The growing residential population in the Columbia region has prompted retailers to open more locations, pushing down the overall market vacancy rate at the end of the fourth quarter of 2016 to 9.1% compared with 9.7% at the end of the previous quarter, according to a new study by Colliers International South Carolina.
Looking ahead, the study expects grocers to open more locations through the start of 2017. Additionally, new residential developments continue to draw more residents into the downtown area, with several more proposed to begin construction soon.
“Vacancy rates will begin to drop as demand for retail space in the Columbia retail market grows stronger, further increasing the average asking rental rates in all major retail corridors according to the study by Bryana Mistretta, research coordinator for Colliers.
Downtown Columbia has seen a boom in population driven by multifamily development for students and young professionals, the report said. It has added 862 market rate apartment units and 3,522 student beds since August 2015. Altogether, new multifamily and student housing has brought 5,000 new residents into downtown Columbia. Proposed new housing would add another 4,500 residents to the region’s core, the report said.
The vacancy rate for shop space in grocery-anchored shopping centers in downtown Columbia was 4.2% and the average asking rental rate was $23.05 per square foot per year (PSF/YR), triple net (NNN), up 5% since the fourth quarter of 2015.
The report added that the average asking rental rate for shop space in the Columbia market was $14.18 PSF/YR, NNN, at the end of the fourth quarter.
In the Harbison/St.
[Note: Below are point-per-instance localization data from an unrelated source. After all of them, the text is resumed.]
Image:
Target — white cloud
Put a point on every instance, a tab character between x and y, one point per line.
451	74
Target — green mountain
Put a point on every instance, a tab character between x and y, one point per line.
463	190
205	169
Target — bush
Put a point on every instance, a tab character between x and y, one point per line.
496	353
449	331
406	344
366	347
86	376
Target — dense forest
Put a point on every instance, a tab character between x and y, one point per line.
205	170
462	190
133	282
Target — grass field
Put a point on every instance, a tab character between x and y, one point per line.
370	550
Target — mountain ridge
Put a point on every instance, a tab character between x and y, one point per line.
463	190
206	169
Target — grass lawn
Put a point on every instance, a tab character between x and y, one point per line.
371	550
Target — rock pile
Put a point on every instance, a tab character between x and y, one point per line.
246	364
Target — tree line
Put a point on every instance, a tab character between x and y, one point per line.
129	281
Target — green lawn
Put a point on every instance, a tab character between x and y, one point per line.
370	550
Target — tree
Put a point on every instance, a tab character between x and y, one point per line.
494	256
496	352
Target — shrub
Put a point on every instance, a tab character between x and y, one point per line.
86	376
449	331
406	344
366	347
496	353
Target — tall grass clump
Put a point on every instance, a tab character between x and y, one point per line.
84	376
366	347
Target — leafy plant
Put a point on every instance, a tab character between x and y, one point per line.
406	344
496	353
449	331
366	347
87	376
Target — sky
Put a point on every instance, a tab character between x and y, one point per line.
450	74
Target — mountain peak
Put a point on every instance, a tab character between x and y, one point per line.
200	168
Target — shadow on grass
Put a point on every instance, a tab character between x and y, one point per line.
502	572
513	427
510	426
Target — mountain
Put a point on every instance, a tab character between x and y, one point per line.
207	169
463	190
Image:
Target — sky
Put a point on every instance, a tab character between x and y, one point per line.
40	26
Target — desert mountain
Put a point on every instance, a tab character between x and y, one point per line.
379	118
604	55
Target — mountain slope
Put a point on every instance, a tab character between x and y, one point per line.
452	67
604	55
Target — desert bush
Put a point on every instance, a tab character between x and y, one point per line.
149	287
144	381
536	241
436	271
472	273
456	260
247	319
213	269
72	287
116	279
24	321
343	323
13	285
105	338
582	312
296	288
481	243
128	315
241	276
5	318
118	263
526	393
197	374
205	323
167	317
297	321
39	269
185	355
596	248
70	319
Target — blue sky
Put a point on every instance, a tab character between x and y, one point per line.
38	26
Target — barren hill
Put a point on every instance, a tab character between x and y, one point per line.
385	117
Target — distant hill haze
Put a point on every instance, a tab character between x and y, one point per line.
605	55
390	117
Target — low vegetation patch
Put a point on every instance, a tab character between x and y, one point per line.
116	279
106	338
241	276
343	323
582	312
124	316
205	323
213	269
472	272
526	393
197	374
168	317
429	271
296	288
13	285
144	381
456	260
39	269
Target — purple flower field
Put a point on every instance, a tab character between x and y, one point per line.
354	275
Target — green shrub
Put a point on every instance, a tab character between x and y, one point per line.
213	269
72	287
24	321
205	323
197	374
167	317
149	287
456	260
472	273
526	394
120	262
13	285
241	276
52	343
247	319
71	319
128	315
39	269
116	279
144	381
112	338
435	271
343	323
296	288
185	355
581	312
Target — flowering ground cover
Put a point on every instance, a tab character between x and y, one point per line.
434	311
Andrews submarket, which has an inventory of 3.5 million square feet of retail space, the average asking rental rate for shop space was $14.57 PSF/YR, NNN. The vacancy rate at the end of the quarter was 9.1%, down slightly from 9.6% at the start of the year.
Data from the S.C. Department of Revenue showed gross retail sales in the Columbia Metropolitan Statistical Area (MSA) reached $2.3 billion in November, up 13% from November 2015 and 29.2% from the same month in 2014.